S'écoule ainsi, au bord d'un fleuve et à bord d'une péniche, dans une narration à la fois orageuse et fluide, un récit surprenant charriant plaisir, perversité et malignité. Ce qui n'est au départ qu'une sorte de marivaudage ludique tourne à la rivalité démente et à la conflagration érotique, qui entraîne le village dans sa trombe. Passé la crue, ce petit monde fluvial retrouve son étiage moral et son cours tranquille, mais le fleuve garde, lui, un goût saumâtre et une saveur amère.
Sous l'invocation de Simenon et de Jean Vigo, se déploient l'histoire et le destin d'un homme, entre chutes et rapides dans un récit magistralement mené.
ENTRE LA SOURCE ET L'ESTUAIRE...
Un jeune homme, accompagné de son paternel, remorque une péniche, en remontant le Rhin. Lors d'un arrêt le long d'un petit village du Doubs, il y croise un homme, Lazarre, son ombre fuyante et boitillante.

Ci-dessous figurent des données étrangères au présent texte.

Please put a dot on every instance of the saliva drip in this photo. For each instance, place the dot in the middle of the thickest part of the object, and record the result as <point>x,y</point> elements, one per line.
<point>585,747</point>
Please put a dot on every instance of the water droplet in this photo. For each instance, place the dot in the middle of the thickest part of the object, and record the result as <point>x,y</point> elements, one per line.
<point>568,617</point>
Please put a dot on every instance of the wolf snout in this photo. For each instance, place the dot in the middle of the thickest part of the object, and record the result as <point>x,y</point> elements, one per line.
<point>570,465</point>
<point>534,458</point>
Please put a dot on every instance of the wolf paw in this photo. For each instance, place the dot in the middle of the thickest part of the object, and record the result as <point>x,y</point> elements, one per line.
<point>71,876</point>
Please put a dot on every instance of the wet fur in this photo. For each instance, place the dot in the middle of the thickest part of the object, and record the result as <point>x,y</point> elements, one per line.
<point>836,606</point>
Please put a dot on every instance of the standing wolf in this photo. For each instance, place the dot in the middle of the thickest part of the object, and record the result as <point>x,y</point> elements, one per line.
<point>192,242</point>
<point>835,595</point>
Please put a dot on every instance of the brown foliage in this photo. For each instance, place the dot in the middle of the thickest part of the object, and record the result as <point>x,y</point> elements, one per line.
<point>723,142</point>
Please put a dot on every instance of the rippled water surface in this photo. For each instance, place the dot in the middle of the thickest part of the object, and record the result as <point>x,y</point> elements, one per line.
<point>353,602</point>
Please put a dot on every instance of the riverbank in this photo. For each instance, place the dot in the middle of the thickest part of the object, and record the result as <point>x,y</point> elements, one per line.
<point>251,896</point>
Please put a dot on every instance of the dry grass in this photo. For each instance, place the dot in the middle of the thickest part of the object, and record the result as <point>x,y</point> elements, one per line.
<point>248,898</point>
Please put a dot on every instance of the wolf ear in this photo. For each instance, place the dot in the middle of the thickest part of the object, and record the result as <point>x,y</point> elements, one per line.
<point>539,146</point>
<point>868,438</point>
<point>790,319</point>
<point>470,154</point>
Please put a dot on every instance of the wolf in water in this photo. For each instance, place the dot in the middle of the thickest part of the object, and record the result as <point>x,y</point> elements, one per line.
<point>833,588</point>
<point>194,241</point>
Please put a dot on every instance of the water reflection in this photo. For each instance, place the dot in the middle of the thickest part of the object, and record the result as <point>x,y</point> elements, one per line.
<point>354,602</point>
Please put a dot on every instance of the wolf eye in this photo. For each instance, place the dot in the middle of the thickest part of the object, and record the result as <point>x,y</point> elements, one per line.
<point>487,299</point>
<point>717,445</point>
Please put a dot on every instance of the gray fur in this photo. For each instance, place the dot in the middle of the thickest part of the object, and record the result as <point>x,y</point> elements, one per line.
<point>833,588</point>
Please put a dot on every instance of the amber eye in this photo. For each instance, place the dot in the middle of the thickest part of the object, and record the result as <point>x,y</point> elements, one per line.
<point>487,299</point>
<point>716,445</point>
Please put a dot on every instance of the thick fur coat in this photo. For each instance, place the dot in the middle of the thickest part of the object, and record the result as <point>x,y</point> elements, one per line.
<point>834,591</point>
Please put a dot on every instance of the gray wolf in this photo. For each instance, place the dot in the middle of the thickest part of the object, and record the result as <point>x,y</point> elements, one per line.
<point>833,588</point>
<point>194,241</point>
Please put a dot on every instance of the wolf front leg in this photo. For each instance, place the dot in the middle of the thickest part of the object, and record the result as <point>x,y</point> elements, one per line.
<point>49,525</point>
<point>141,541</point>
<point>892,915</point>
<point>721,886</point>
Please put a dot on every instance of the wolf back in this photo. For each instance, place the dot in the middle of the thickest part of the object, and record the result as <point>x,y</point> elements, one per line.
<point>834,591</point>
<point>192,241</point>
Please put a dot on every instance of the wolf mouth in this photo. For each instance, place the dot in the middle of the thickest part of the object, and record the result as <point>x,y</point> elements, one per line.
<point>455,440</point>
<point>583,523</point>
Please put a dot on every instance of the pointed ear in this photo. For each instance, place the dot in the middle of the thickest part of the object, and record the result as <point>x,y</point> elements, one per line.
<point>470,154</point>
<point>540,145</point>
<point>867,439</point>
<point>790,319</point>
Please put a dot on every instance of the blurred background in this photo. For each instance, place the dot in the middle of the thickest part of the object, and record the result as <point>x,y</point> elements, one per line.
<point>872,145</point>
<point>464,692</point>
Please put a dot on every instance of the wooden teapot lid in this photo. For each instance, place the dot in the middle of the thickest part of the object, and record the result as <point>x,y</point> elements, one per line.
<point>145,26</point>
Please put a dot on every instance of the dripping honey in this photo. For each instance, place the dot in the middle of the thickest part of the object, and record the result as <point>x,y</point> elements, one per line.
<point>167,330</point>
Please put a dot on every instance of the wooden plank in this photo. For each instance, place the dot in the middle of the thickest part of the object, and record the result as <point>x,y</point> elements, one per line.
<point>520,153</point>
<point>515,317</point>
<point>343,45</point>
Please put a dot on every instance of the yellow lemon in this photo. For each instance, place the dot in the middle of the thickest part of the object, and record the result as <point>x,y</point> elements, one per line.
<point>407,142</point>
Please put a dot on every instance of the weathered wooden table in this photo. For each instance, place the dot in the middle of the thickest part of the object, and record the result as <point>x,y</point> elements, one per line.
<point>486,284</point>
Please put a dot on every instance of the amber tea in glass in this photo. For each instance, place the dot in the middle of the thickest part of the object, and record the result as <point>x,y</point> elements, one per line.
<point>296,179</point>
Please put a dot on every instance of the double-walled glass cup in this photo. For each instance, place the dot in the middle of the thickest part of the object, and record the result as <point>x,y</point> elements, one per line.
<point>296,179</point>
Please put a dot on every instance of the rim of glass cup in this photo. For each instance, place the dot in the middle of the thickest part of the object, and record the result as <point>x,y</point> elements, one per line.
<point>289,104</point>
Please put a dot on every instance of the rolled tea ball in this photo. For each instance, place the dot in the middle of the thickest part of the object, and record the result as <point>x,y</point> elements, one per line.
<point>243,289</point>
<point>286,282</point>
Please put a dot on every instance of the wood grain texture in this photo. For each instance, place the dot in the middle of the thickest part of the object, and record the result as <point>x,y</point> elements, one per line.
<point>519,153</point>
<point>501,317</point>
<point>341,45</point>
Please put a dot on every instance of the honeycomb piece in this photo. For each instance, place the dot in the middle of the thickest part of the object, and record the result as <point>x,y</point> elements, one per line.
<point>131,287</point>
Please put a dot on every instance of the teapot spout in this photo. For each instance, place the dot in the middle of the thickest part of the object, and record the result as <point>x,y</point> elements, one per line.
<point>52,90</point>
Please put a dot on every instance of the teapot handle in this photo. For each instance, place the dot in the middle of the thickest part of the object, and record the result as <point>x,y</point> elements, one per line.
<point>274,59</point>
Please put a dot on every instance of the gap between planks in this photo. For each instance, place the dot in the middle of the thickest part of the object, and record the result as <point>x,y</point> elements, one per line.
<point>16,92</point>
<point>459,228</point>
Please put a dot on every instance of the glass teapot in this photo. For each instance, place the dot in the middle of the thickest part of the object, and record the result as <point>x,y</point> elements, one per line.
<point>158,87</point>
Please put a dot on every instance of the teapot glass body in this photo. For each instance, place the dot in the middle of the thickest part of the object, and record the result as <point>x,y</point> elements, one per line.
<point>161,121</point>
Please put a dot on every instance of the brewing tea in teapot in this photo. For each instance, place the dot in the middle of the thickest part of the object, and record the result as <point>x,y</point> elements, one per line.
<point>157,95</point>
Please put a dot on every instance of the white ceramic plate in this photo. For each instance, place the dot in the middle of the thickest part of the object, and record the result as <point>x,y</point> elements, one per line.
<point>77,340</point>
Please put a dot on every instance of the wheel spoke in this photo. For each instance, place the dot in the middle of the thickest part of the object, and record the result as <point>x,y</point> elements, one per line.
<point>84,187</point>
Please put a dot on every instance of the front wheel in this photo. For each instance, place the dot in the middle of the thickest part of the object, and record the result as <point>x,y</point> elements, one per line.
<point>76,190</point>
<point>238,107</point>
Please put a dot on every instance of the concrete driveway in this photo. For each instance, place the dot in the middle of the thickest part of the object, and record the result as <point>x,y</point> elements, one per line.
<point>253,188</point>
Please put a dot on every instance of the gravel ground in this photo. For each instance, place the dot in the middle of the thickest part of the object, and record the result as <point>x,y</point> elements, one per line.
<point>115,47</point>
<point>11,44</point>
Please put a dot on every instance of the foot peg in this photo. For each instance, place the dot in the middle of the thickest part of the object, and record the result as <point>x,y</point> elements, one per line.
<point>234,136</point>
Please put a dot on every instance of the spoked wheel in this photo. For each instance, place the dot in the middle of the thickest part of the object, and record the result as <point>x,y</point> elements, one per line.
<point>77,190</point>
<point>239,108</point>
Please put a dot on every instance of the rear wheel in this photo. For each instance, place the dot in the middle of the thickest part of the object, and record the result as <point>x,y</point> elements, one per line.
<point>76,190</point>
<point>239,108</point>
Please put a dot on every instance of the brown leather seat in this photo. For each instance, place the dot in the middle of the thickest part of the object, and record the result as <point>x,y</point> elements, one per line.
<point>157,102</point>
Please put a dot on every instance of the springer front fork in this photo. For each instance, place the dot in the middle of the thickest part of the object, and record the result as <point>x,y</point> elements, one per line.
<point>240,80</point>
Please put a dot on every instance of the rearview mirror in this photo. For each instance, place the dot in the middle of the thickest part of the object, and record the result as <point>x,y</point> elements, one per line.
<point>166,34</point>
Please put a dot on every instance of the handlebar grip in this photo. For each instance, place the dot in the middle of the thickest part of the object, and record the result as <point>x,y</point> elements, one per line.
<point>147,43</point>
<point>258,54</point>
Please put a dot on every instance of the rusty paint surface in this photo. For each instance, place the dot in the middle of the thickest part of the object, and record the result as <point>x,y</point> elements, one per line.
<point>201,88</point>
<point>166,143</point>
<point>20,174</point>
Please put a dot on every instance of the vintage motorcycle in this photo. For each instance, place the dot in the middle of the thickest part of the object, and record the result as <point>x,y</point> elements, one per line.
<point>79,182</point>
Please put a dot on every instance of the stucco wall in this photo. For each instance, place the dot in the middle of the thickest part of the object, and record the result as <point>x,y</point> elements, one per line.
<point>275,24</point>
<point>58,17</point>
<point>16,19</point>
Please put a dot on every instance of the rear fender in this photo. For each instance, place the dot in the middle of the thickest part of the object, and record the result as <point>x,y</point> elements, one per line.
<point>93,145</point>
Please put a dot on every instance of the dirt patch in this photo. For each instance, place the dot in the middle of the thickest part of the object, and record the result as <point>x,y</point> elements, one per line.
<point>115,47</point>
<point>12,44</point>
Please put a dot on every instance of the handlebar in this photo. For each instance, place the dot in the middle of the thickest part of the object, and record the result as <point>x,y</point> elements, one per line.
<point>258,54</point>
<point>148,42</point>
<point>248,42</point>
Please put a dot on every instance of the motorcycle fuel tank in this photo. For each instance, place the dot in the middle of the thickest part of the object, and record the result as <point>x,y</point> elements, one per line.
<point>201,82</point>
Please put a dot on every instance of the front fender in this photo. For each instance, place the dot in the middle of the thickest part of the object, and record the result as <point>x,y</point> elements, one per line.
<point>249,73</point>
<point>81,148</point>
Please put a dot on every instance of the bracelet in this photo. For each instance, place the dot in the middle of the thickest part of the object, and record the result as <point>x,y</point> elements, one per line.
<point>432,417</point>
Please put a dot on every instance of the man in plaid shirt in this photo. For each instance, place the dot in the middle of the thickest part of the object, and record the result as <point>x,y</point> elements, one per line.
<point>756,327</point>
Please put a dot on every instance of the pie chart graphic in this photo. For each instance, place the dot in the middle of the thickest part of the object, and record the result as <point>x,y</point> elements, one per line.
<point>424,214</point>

Ce roman c'est l'histoire de Lazarre, ses confessions, sa gueule déglinguée des tumultes de l'existence, et du souvenir fiévreux d'une jeune Kazakh, Ouliana, entre les rives ombragées de rumeurs et le murmure des flots.
C'est une histoire de bistrot, une de ces histoires de village chopée au bord de l'eau. Une histoire de désir, d'amour brûlant, invraisemblable, belle et tragique, que l'on raconte à un inconnu, à demi-mots le cul posé sur une péniche, la bouteille de rouge bien entamée à la lueur d'une lune déjà vacillante.
Une histoire de charpente, de traces gravées dans le bois qui nous enserre de ses lourds étaux charnels et des lambeaux qu'elle convoque.
Le long de la rivière.
Entre la source et l'estuaire, c'est les souvenirs d'une vie cabossée de remous qui remonte à la surface comme les carpes que l'on dégote du clapotis des flots.
C'est une histoire de chemins, entremêlée de bruissements, de silences et de mystères et d'une amitié improbable, qui exhale les odeurs du temps et d'une nature scintillante comme elle traverse les parfums contrastés et les drames de l'existence.
Sur cette grande et belle barque, on y pêche, on y picole, on y traverse quelques écluses, des lunes et des matins vibrants. On y regarde en arrière, un peu en avant, parce qu'il le faut bien.
Et le temps d'un arrêt , on y chavire, bringuebalé d'évocations, de sentiments traversés et d'une plume pleine de maîtrise, sensorielle et poétique.
C'est un thriller fluvial, une de ces virées flottantes bourrées de mélancolie charriée au fil de l'eau et trempées à l'encre noire des brisures de la vie, qui font le sel de ce très beau premier roman.